Read Time:2 Minute, 24 Second
Suasana panggung di gedung Teater Jakarta, Taman Ismail Marzuki berubah menjadi pelataran lapangan yang digunakan untuk menyabung ayam. Terdengar riuh para pemuda tengah bersorak mendukung jagoannya masing-masing. “Ayoooo.. Wiraguna serang serang,” teriak salah satu pendukung Wiraguna. Sabung ayam ini berbeda dari sabung ayam biasanya, ayam yang diadukan adalah ayam jadi-jadian milik Wiroguna dan Pronocitro.
Akhirnya Wiroguna keluar sebagai pemenang sabung ayam mengalahkan Pronocitro. Pronocitro adalah kekasih Roro Mendut. Berdasarkan sayembara, pemenang akan dijodohkan dengan Roro Mendut gadis cantik nan rupawan, ia putri semata wayang Raja Adipati Pragola. Dengan berat hati Pronocitro harus mengikhlaskan Roro Mendut jatuh ke tangan Wiroguna.
Roro Mendutpun menolak hasil putusan sayembara. Ia tetap memilih lelaki idamannya yaitu Pronocitro. Akhirnya Roro memutuskan melarikan diri dari istana. Suatu malam, Roro bertekad untuk menemui Pronocitro di sebuah taman. Hingga akhirnya pertemuan yang dilakukan secara diam-diam itupun berlangsung.
Sembari bernyanyi lagu jawa karawitan. Raut muka mereka berbinar menggambarkan kebahagian. Melepas rasa rindu yang telah lama mereka pendam. Tiba-tiba kebahagiaan itupun berubah menjadi malapetaka. Tak disangka pertemuan mereka diketahui Wiraguna. Wiragunapun murka, dengan paksa ia merampas Roro Mendut dari tangan Pronocitro.

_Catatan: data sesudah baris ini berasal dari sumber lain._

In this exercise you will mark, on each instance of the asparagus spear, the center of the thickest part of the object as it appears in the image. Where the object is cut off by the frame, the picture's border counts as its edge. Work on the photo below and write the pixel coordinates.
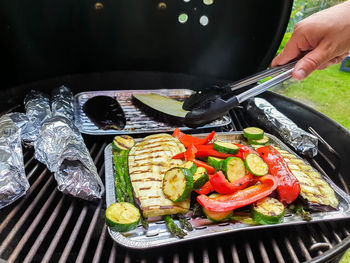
(184, 223)
(173, 228)
(124, 157)
(120, 185)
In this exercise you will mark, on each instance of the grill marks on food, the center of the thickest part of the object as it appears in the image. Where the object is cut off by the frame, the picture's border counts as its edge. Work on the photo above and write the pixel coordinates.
(148, 162)
(313, 187)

Tak kalah murka, lalu Pronocitropun merebut kembali gadis yang ia cintai. Kemudian perang antara Pronocitro dan Wiroguna tak terelakkan. Akhirnya tanpa pikir panjang Wiraguna mengeluarkan sebilah pisau lalu menancapkan di perut Pronocitro. Tak lama kemudian Pronocitro tumbang dihadapan Wiroguna dan Roro Mendut.
Tak kuasa melihat sang kekasih tak berdaya di hadapannya. Roro Mendutpun langsung mengambil pisau yang tertancap di bagian perut kekasihnya. Roro yang diperankan Ruri Nostalgia murka dan bertekad membalaskan apa yang telah Wiroguna lakukan terhadap kekasihnya. Perebutan pisau antara Roro dengan Wiroguna berlangsung beberapa detik. Sudah jatuh tertimpa tangga, pribahasa itulah yang menggambarkan kondisi Roro Mendut saat itu. Berniat untuk balas dendam, ternyata justru Rorolah yang menjadi korban. Ia pun mati bersama sang kekasih Pronocitro.

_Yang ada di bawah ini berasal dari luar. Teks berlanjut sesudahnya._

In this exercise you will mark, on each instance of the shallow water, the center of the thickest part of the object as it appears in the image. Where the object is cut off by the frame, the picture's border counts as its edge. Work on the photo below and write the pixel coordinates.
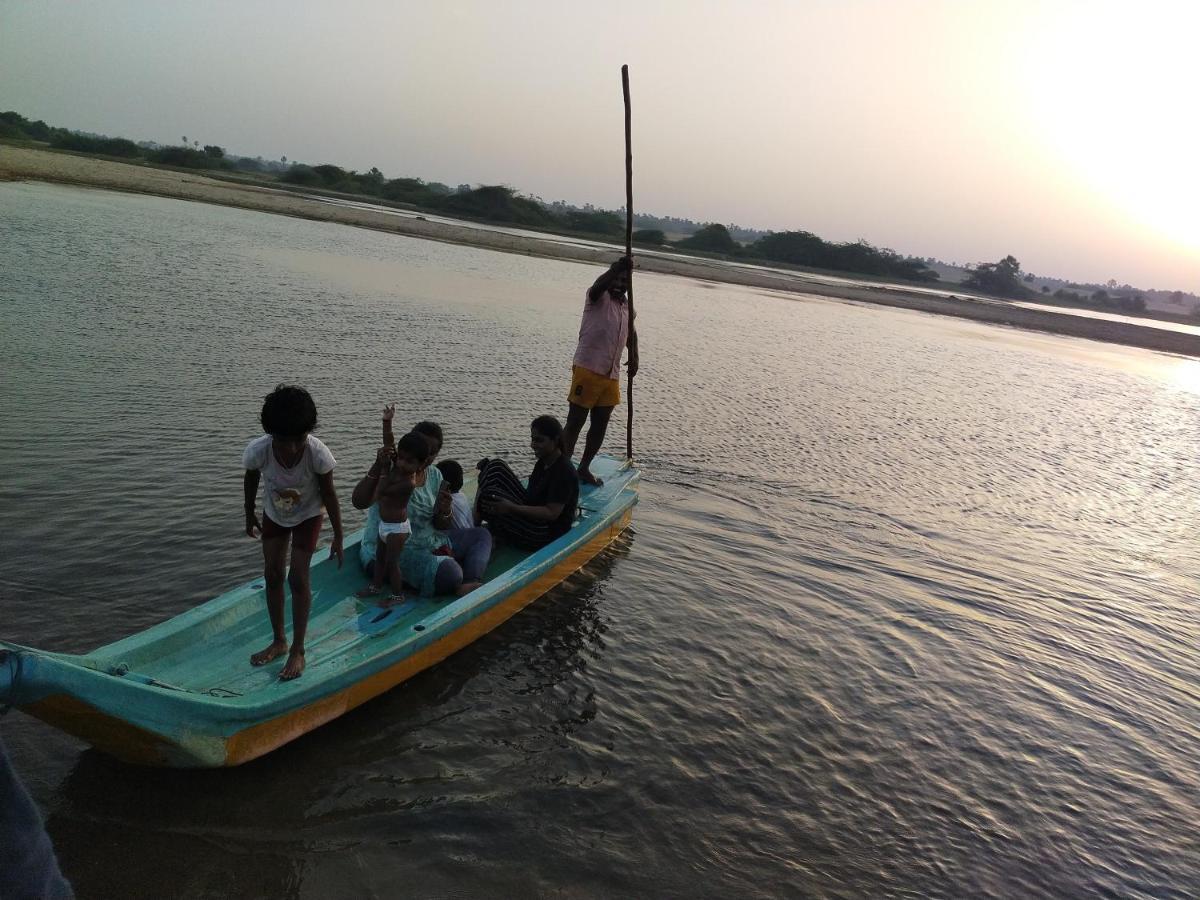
(909, 605)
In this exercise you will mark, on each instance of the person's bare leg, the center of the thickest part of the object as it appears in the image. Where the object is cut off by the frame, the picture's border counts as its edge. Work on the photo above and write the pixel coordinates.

Lampu-lampu panggung mulai redup dibarengi dengan tepuk tangan para penonton yang menggema di gedung Teater Jakarta. Hal itu menandai berakhirnya pertunjukan teater yang berjudul Roro Mendut. Pentas yang berlangsung pada Selasa (4/11), bercerita tentang seorang gadis dari bangsa keraton yang ingin dijodohkan dengan seorang bangsawan, namun gadis tersebut menolak dan lebih memilih sang kekasih.
Sal Margianto selaku Kritikus Tari mengatakan, pertunjukan ini merupakan gabungan antar seni teater dengan seni tari. Menurutnya, kreatifitas dan wacana memang perlu diadakan dalam salah satu pertunjukan. “Dengan memelihara warisan terlebih tradisi tari merupakan hal yang perlu dikembangkan oleh remaja Indonesia ,” tuturnya, Selasa (4/11).
Selain itu Margianto menambahkan, acara ini merupakan salah satu pertunjukan untuk mengawali Indonesia Dance Festival (IDF). Sebuah festival tahunan yang diselenggarakan di beberapa tempat salah satunya di, Teater Jakarta, Taman Ismail Marzuki.
Sama halnya Margianto, penonton yang berasal dari Kota Bandung, Taksin Kurniawan tertarik dengan pentas Roro Mendut. Ia mengungkapkan pertunjukan ini sangatlah bagus, sebuah narasi diungkapkan dalam bentuk tembang (puisi yang dinyanyikan). “Sangatlah keren perpaduan visual dan art,” ujarnya, Selasa (4/11).